Ketika datang untuk membandingkan kapasitas berbagai jenis baterai, penting untuk memahami konsep kepadatan energi. Kepadatan energi adalah ukuran berapa banyak energi yang dapat disimpan baterai sehubungan dengan berat atau volumenya. Dalam kasus baterai lithium-ion, kepadatan energi biasanya diekspresikan dalam watt-jam per kilogram (WH\/kg) atau watt-jam per liter (WH\/L).

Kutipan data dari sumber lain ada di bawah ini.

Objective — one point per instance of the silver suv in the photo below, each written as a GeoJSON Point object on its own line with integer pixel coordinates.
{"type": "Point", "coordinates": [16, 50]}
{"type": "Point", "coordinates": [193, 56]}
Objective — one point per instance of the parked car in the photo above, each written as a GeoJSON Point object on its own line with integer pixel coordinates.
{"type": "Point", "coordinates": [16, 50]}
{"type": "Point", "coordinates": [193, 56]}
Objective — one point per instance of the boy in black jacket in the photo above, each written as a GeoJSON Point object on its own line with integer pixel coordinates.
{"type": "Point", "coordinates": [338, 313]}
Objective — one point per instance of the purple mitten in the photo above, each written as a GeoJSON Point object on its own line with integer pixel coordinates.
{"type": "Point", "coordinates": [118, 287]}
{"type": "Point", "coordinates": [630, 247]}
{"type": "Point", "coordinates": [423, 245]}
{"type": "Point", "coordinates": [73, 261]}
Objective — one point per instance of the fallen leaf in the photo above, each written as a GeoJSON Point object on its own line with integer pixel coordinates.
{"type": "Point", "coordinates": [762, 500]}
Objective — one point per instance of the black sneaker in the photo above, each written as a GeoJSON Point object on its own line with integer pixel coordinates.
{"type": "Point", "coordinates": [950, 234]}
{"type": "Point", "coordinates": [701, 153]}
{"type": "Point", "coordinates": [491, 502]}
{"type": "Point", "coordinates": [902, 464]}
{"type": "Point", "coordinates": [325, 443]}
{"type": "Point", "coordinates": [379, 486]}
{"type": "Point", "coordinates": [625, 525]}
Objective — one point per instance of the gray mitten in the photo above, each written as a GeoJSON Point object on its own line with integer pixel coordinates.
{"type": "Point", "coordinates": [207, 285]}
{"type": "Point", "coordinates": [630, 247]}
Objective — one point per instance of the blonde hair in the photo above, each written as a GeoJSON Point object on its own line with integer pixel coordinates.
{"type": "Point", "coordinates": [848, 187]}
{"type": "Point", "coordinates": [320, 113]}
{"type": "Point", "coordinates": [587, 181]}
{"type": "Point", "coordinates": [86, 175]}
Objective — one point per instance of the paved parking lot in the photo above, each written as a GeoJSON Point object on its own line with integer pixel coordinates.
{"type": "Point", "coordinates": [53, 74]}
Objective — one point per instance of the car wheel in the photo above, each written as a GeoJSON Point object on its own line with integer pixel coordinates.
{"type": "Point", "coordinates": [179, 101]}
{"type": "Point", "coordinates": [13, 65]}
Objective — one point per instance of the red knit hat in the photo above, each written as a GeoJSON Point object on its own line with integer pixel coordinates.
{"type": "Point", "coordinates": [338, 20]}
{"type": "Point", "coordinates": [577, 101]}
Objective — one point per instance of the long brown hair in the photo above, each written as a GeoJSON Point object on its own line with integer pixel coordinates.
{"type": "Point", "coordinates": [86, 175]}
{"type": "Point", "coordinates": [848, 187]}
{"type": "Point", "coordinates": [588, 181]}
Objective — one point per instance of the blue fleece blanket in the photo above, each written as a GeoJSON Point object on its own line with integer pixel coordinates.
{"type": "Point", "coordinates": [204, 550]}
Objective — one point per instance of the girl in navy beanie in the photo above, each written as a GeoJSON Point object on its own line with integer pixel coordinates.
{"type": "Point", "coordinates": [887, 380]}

Untuk mengonversi kapasitas baterai lithium-ion dari watt-jam menjadi milliampere-hours (MAH), Anda dapat menggunakan formula berikut:
mah=(wh * 1000) \/ v
Di mana:
mah=miliamer-jam
Wh=watt-jam
V=tegangan baterai
Misalnya, jika Anda memiliki baterai lithium-ion dengan kapasitas 50 WH dan tegangan 3,7 V, Anda dapat menghitung kapasitas dalam MAH sebagai berikut:
mah=(50 * 1000) \/ 3.7
mah ≈ 13514 mAh
Ini berarti bahwa baterai lithium-ion dengan kapasitas 50 WH dan tegangan 3,7 V kira-kira setara dengan baterai dengan kapasitas 13514 mAh.
Penting untuk dicatat bahwa konversi ini didasarkan pada kondisi ideal dan kinerja baterai aktual dapat bervariasi. Faktor-faktor seperti suhu, laju pelepasan, dan usia semuanya dapat mempengaruhi kapasitas baterai lithium-ion.